View Full Version : Fabric Question for 2 Coats
06-02-2010, 02:15 PM
Ok, so I have a question about a good type of fabric to use for 2 coats. Both coats are long trench coats, the first is a military"RAF Greatcoat" style coat, and the second is a pea coat style (black, knee-length coat). Now I know that these are made mostly out of wool, however, wool is expensive and hot, and I live in Atlanta and I'm wearing these in September.
Coat 1: http://media.photobucket.com/image/raf%20greatcoat/dralaneardley/RAFGreatcoat.jpg
Coat 2: http://thegloss.com/files/2007/11/kenneth-cole-reaction-pea-coat.jpg
So I'm looking for wool substitutes that will give the same type of look, but not the heat or eat my wallet so much. I've thought about felt but I'm worried about it pulling apart too easily and I know that it's also hot. Keep in mind that it's also the summer right now and winter suitings are hard to come by, or else I wouldn't be having as much of a problem finding these (I'm not a huge fan of buying fabric online just because I don't really trust things getting sent to me like that because knowing my luck it'll be way off).
06-02-2010, 08:31 PM
Unfortunately, there isn't anything that can mimic the look of an authentic wool coat of that kind. Peacoats particularly. The woolens those are made from is a thick coating wool, not a thin suiting, naturally. Wool blends can sometimes be lighter weight, but whatever issues you have with wool aren't solved by a wool blend.

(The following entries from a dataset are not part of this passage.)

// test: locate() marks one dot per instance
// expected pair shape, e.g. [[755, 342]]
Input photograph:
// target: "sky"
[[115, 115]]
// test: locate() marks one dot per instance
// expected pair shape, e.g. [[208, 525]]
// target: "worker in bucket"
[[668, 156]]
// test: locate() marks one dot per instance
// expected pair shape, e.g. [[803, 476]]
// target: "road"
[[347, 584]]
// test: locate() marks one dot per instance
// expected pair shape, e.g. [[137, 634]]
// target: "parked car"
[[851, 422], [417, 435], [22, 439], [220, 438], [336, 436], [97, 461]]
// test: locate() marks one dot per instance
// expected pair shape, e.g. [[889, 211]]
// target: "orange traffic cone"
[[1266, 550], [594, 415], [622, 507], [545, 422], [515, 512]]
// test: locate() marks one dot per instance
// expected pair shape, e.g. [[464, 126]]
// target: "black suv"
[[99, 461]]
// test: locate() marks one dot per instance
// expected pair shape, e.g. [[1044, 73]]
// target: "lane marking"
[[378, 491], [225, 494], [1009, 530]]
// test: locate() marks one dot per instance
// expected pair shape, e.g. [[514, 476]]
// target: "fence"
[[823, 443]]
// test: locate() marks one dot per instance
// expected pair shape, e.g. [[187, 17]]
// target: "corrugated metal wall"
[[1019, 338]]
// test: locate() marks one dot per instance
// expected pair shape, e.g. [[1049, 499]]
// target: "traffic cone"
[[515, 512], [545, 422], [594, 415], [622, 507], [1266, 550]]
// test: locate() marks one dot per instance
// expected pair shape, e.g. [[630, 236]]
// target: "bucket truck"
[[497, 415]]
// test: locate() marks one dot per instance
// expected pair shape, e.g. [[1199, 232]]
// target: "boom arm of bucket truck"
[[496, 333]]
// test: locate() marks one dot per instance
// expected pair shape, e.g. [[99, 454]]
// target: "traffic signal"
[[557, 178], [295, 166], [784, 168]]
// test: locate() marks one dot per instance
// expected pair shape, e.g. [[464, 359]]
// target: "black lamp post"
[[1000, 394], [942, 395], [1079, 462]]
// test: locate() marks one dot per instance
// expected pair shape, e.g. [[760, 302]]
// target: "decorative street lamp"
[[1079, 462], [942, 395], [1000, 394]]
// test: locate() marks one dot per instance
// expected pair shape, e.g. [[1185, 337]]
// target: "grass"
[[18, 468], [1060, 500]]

Keep in mind that those coats are from countries/regions and occupations where they needed thick, warm coats, so either you suck it up and get the wool, or you accept that a lighter fabric is not going to look authentic. At least wool is a natural fiber, so technically it does breathe - better than a polyester. For full historical accuracy the coat would need to be lined, but if no one is going to see it or you don't care about historical accuracy, you can leave off the lining. That will help.
I have worn wool Jedi robes in Atlanta in August (DragonCon) before, so I can attest that as long as you're not planning on wearing a wool greatcoat outside for a day-long reenactment, you'll be fine. It won't hurt you, but it might be expensive. :) Unfortunately!
You are right about the felt. The way felt is made, it becomes unsuitable for garments (particularly coats) because the fibers aren't woven. There is no weave for the thread to grab, so it'll pull apart pretty easily.
06-03-2010, 04:31 AM
Just request or buy swatches / samples of fabric.
Unless you have speciality stores near you, it's almost impossible to find anything good at just Hobby Stores - they're filled with lots of synthetic crap and the occasional useful Home Dec fabric.
I agree that there is no substitute - if you want that look but it will be too hot out - make a cooling system.
Polyester or Poly-wool/acrylic/et cetera will be cheaper, but will also be like wearing saran wrap - heat will be trapped in much worse.
O, also, the wool NEEDS to be 20oz or MORE - any thinner and you will look wrinkly and cheap and crappy even if you spent a fortune.
06-03-2010, 06:49 AM
I'mma wearin' a poly-satin long sleeved ball gown. In Kansas. In Effin' July. I feel for ya, my friend.
I second the swatches; you have a fair amount of time to check out a few fabrics. And if you end up with wool, prescription strength deoderant and plastic ice packs are your friiiend.
07-17-2010, 11:51 AM
Unfortunately, the best and coolest (temp-wise) option for those jackets is going to be wool. Handy ways to keep cool are by drinking lots of water, keeping the jacket unbuttoned, and by soaking whatever neckwear you've got periodically. (It works, really. A damp cravat will keep you quite comfortable in hot weather, and will make you very uncomfortable in cold weather.)
That said, you don't have to spend $20-30 a yard. I recommend this site (http://www.fashionfabricsclub.com/search/search.aspx?source=searchbox&keywords=wool+coating). They offer swatches, so you can see what you're getting before shelling out for a whole big piece.
Edit: For the peacoat you might be able to get away with heavy canvas and interfacing. It'll still be warm though.
07-17-2010, 06:42 PM
For serious wool coating I'd actually recommend this site (http://www.bblackandsons.com/index.php) (B. Black & Sons). Not bargain-basement stuff, but not as expensive as you might think, and the quality is outstanding. They have lots of melton (the most traditional and accurate cold-weather coating) and also a super variety of other woolens too, if you choose to go with something lighter after all.
The best thing that I can suggest is to just look at fabric and find something that feels and looks good to you.